Alors que la ministre du Développement international du Canada, Marie-Claude Bibeau, est en Haïti cette semaine afin de constater l’ampleur des dommages causés par l’ouragan Matthew, sa collègue, la ministre de l’Environnement et du Changement climatique, Catherine McKenna, est à Marrakech, au Maroc, pour prendre part aux discussions climatiques de la COP22.
Ces deux voyages peuvent sembler avoir des objectifs bien différents à prime abord, mais ils sont en fait interconnectés. Comment le Canada peut et doit-il répondre au désastre écologique et humanitaire engendré par le passage de l’ouragan Matthew en Haïti? Il s’agit de l’une des pires catastrophes climatiques en Haïti, une catastrophe qui aura fort probablement des conséquences encore plus importante sur la population dans les mois à venir. Pourtant, le gouvernement canadien et la communauté internationale ont à peine levé le doigt.
Les quatre départements frappés de plein fouet par l’ouragan Matthew – Grand’Anse, du Sud, des Nippes et Nord-Ouest – sont composés à forte majorité de paysans et considérés comme les greniers du pays. Les cultures y ont été complétement détruites, incluant celles à forte valeur monétaire, comme le cacao et le café. Le bétail, souvent considéré comme un filet économique pour les familles, a quant à lui été décimé. Chavannes Jean-Batiste, un chef de file paysan, en parle comme la plus grandes catastrophe à toucher la paysannerie depuis l’indépendance du pays en 1804.
Jocelerme Privert, Président provisoire en Haïti, a sonné la clochette d’alarme sur l’éventualité d’une crise alimentaire majeure qui pourrait toucher le pays dans les mois à venir.
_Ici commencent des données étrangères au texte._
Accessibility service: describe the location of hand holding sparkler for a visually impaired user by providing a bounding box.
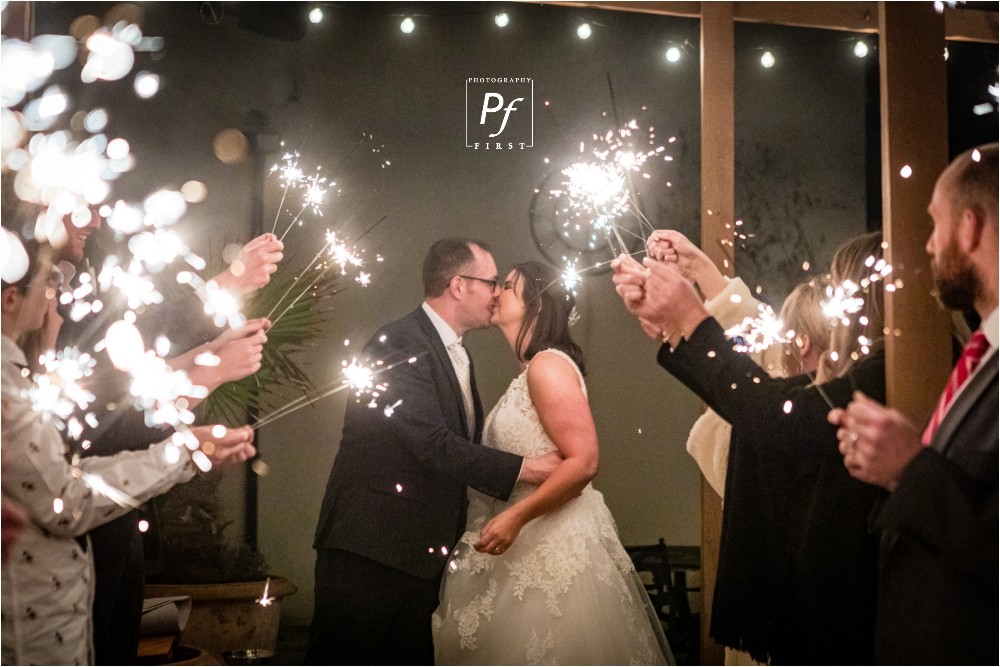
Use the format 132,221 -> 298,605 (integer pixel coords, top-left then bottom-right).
646,229 -> 726,300
827,391 -> 923,491
215,233 -> 285,297
191,424 -> 257,469
611,255 -> 709,347
178,317 -> 271,392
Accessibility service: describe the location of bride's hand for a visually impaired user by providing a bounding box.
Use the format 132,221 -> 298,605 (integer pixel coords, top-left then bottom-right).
473,510 -> 524,556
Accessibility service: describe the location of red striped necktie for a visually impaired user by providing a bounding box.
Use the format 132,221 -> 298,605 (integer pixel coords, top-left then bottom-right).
920,329 -> 990,446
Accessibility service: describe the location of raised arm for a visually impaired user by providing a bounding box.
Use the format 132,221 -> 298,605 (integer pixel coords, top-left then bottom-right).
475,352 -> 598,554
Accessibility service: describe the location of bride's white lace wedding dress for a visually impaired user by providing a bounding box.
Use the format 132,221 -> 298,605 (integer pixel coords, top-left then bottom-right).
433,350 -> 673,665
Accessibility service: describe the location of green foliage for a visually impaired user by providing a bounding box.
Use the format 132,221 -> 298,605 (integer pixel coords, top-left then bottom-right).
198,265 -> 341,425
154,264 -> 341,583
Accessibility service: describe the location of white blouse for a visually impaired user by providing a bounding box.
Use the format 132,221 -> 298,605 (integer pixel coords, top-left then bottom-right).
0,336 -> 195,665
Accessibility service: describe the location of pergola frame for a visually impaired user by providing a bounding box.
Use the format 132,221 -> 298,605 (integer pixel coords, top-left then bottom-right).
550,0 -> 997,664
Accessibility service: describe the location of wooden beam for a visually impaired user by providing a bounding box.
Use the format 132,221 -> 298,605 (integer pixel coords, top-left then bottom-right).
545,2 -> 998,44
701,2 -> 735,665
879,2 -> 952,424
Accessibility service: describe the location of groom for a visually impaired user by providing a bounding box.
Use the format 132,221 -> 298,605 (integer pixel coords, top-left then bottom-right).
306,238 -> 559,665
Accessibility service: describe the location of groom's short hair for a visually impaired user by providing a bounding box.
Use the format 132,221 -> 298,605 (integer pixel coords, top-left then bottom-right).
423,237 -> 493,297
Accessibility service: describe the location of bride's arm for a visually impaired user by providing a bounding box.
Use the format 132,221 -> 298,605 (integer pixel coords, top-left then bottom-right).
475,352 -> 598,554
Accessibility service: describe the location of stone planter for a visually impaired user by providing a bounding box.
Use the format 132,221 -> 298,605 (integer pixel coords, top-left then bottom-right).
146,577 -> 298,657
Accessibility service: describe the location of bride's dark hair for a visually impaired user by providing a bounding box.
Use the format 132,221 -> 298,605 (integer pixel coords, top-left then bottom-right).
512,262 -> 587,375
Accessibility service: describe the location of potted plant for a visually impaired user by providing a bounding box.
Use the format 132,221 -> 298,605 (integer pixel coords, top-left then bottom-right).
146,265 -> 341,655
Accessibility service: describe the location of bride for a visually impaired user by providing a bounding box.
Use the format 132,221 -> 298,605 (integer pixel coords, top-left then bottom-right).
433,262 -> 673,665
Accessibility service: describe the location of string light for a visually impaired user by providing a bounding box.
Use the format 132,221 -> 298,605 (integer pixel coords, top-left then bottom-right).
133,72 -> 160,100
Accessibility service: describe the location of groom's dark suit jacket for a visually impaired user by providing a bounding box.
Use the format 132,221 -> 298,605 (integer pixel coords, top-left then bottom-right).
313,308 -> 521,579
876,352 -> 998,665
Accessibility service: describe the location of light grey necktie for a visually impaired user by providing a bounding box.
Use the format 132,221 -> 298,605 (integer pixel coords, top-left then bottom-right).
448,338 -> 476,438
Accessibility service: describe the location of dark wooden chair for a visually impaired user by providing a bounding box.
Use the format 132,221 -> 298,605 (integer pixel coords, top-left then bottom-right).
625,537 -> 701,665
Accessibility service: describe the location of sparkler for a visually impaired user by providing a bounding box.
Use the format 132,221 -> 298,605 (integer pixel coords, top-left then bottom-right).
726,304 -> 794,353
271,151 -> 336,241
23,347 -> 97,438
252,353 -> 423,430
104,320 -> 208,430
266,228 -> 372,326
256,577 -> 274,607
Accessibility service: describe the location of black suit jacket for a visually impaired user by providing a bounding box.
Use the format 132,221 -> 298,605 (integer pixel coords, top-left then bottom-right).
876,352 -> 998,665
313,308 -> 522,579
658,318 -> 885,665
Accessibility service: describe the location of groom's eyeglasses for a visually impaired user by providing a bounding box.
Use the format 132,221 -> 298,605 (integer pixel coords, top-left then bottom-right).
458,275 -> 500,292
Malheureusement, en l’absence de récoltes pour nourrir sa population, cette situation risque fort bien de se concrétiser.
Novembre étant le mois des semis en Haïti, il reste peu de temps pour planter de nouvelles semences. Mais il n’y a plus de graines à planter et les conditions de vie des gens demeurent précaires. Un mois après le passage de Matthew, les débris envahissent toujours les champs et les routes, les gens habitent encore dans des abris, et ceux qui sont retournés dans leur maison n’ont plus de toit pour se protéger des intempéries et du soleil. Les écoles demeurent fermées et le choléra se propage.
L’ouragan Matthew n’a pas attiré l’attention des médias ou de réponses humanitaires comme l’avait fait le tremblement de terre de 2010. Peut-être est-ce à cause du nombre de morts peu élevé – bien que celui-ci soit le signe encourageant que le gouvernement haïtien avait mis en place un mécanisme d’urgence efficace afin d’avertir les populations. Peut-être est-ce aussi en lien avec l’idée voulant que l’aide apportée par les ONG n’est pas efficace et ce, malgré les succès avérés lorsque l’argent est investi dans des initiatives locales menées par la communauté.
La vérité, en revanche, est que la crise qui touche présentement Haïti est majeure. Avec la hausse des températures globales et du réchauffement des eaux, causés en grande partie par les émissions de gaz à effet de serres des nations industrialisées, les prochains ouragans à frapper la petite île seront aussi puissants que Matthew, sinon plus.
La paysannerie d’Haïti a la capacité de nourrir le pays, mais a un besoin criant de semences biologiques. Les Haïtiens ont besoin de reboiser leurs montagnes, ils ont besoin de routes décentes afin d’apporter leur production au marché, et ils ont besoin que ceux responsables des changements climatiques – des pays comme le Canada – les soutiennent pleinement dans un style de vie durable, faible en émissions de carbone et respectueux de la planète.
Le Canada a pris l’engagement d’aider les pays pauvres et vulnérables, tel Haïti, à s’adapter aux changements climatiques. La première étape pour y arriver passe par la reconnaissance de la gravité de l’ouragan Matthew et de son impact sur les Haïtiens les plus pauvres et les plus vulnérables. Le Canada doit répondre aux besoins humanitaires de la population et agir face au désastre écologique laissé par le passage de l’ouragan Matthew afin d’atténuer ses répercussions sur les générations futures.